Non-equilibrium H$_2$ formation in the early Universe: energy exchanges, rate coefficients and spectral distortions

TL;DR

This paper investigates how non-thermal distributions of molecular hydrogen in the early Universe influence energy exchange, chemical reactions, and spectral distortions, highlighting the importance of non-equilibrium processes in cosmological models.

Contribution

It provides new calculations of excitation temperatures, reaction rate modifications, and spectral distortions due to non-equilibrium H$_2$ in the early Universe.

Findings

Non-equilibrium processes significantly affect chemical reaction rates.

Spectral distortions from H$_2$ formation are below current detection limits.

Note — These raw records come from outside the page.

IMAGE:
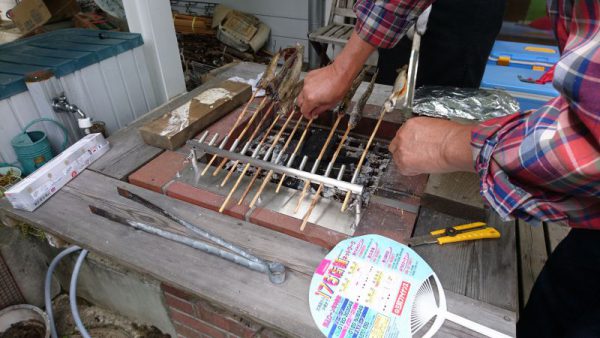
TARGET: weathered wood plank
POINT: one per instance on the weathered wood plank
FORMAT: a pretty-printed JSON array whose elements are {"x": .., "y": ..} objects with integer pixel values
[
  {"x": 128, "y": 150},
  {"x": 238, "y": 289},
  {"x": 173, "y": 129},
  {"x": 555, "y": 233},
  {"x": 533, "y": 255},
  {"x": 485, "y": 270},
  {"x": 345, "y": 12},
  {"x": 454, "y": 194},
  {"x": 235, "y": 288}
]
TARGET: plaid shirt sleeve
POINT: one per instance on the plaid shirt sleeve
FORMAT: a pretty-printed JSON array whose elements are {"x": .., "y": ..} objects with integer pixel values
[
  {"x": 383, "y": 23},
  {"x": 544, "y": 165}
]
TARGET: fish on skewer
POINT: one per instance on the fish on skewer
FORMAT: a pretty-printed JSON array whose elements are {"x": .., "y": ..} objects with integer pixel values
[
  {"x": 341, "y": 111},
  {"x": 267, "y": 77},
  {"x": 271, "y": 89},
  {"x": 359, "y": 107},
  {"x": 286, "y": 106},
  {"x": 398, "y": 92}
]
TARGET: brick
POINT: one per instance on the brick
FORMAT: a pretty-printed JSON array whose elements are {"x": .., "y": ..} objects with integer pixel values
[
  {"x": 394, "y": 185},
  {"x": 158, "y": 172},
  {"x": 197, "y": 324},
  {"x": 206, "y": 199},
  {"x": 187, "y": 332},
  {"x": 167, "y": 289},
  {"x": 390, "y": 222},
  {"x": 179, "y": 304},
  {"x": 234, "y": 324},
  {"x": 318, "y": 235}
]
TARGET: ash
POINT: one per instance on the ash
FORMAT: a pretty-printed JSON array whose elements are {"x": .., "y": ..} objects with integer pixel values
[{"x": 375, "y": 164}]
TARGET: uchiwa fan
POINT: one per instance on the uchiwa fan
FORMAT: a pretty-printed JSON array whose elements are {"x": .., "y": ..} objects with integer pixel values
[
  {"x": 372, "y": 286},
  {"x": 430, "y": 303}
]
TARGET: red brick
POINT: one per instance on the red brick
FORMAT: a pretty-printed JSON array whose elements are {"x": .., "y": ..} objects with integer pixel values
[
  {"x": 206, "y": 199},
  {"x": 179, "y": 304},
  {"x": 289, "y": 225},
  {"x": 197, "y": 324},
  {"x": 223, "y": 125},
  {"x": 158, "y": 172},
  {"x": 400, "y": 185},
  {"x": 393, "y": 223},
  {"x": 239, "y": 326},
  {"x": 186, "y": 332},
  {"x": 167, "y": 289}
]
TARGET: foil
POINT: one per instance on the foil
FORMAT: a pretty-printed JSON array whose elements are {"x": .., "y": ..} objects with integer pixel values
[{"x": 464, "y": 103}]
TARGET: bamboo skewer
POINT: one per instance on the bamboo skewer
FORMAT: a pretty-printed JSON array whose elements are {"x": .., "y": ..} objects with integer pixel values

New fits for heat transfer functions are provided.

Abstract

Energy exchange processes play a crucial role in the early Universe, affecting the thermal balance and the dynamical evolution of the primordial gas. In the present work we focus on the consequences of a non-thermal distribution of the level populations of H$_2$: first, we determine the excitation temperatures of vibrational transitions and the non-equilibrium heat transfer; second, we compare the modifications to chemical reaction rate coefficients with respect to the values obtained assuming local thermodynamic equilibrium; third, we compute the spectral distortions to the cosmic background radiation generated by the formation of H$_2$ in vibrationally excited levels. We conclude that non-equilibrium processes cannot be ignored in cosmological simulations of the evolution of baryons, although their observational signatures remain below current limits of detection. New fits to the equilibrium and non-equilibrium heat transfer functions are provided.